L’article 8 de l’arrêté COVID-19 précise que « le Conseil d’Etat peut, en cas d’urgence, autoriser un conseil communal ou général à prendre des décisions sans se réunir. » La directive du Conseil d’Etat fixe les modalités de mise en œuvre de cette disposition. En cas d’urgence, le conseil communal ou général, d’entente avec la municipalité, saisit le Conseil d’Etat via le préfet, qui préavisera.

Le bureau du conseil communal ou général motive l’urgence de sa demande, qui doit viser un objet fondamental pour l’accomplissement des tâches prioritaires de la commune et ne saurait souffrir aucun délai. Seuls peuvent être soumis au conseil communal ou général les projets qui ont fait l’objet d’un rapport de commission. Les travaux de commission peuvent s’effectuer par visio- ou audioconférence. Dans sa demande, l’organe délibérant doit proposer la procédure de décision envisagée et indiquer les moyens dont il dispose pour communiquer avec ses membres. L’envoi des documents aux membres du conseil peut se faire par voie postale ou électronique. Il comporte le préavis et le rapport de commission. Dans tous les cas, les membres des conseils exercent leur vote par écrit et ne délibèrent pas. Ils reçoivent une enveloppe et un bulletin de vote. Le Service des communes et du logement transmet aux communes concernées le matériel utile ou les modèles pour l’envoi et le vote. Le bulletin de vote adressé aux conseillers communaux doit également comporter une question relative à la suppression de la possibilité de demander le référendum sur l’objet considéré (art. 107, al. 5 LEDP). Le dépouillement est effectué par la présidente ou le président du conseil et deux scrutateurs, dans le respect des règles de distance et d’hygiène actuelles.

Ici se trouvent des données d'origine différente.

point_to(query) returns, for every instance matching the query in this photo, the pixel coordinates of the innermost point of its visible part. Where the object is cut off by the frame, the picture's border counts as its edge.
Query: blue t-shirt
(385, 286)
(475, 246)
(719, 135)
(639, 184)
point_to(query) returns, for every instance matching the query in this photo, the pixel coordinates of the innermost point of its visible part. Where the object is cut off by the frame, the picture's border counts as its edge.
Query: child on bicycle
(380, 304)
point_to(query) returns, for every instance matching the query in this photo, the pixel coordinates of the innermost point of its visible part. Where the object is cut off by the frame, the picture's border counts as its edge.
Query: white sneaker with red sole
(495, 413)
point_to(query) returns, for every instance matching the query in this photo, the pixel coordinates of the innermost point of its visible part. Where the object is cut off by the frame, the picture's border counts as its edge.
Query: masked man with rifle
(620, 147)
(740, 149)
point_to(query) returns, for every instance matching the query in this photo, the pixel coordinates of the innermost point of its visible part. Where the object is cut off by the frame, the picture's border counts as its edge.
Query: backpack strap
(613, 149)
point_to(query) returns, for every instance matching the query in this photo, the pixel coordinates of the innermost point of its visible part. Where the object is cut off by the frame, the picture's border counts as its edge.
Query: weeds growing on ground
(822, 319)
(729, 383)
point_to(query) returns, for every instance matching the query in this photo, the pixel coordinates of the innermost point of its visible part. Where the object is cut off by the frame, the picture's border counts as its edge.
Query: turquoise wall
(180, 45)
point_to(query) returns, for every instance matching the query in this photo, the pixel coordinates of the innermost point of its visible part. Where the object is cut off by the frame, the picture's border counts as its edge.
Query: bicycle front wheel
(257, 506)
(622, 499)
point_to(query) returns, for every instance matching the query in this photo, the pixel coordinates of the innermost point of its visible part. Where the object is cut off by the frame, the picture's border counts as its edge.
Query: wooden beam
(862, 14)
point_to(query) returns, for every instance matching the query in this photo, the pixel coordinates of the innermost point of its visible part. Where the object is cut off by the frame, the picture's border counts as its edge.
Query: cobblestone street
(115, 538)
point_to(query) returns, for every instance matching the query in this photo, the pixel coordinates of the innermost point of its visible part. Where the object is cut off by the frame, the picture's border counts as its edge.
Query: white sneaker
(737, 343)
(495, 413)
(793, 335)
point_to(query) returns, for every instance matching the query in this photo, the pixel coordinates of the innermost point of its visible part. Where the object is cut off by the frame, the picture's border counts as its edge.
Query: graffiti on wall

Le projet soumis au conseil est adopté à la majorité des bulletins rentrés, sous réserve du respect des règles du quorum (doivent participer au vote le tiers du total des membres pour le conseil général et plus de la moitié des membres du conseil communal). Dans les conseils communaux, si les trois quarts des votants estiment que le projet revêt un caractère exceptionnel, le référendum ne peut pas être demandé. La décision du conseil fait l’objet d’un affichage au pilier public. (Les articles 110 et suivants LEDP s’appliquent si le référendum est ouvert contre la décision prise.). En principe, l’autorisation de récolte de signatures ne sera alors pas donnée avant la fin de l’état de nécessité. La directive du Conseil d’Etat s’applique également aux associations de communes au sens de l’article 112 LC.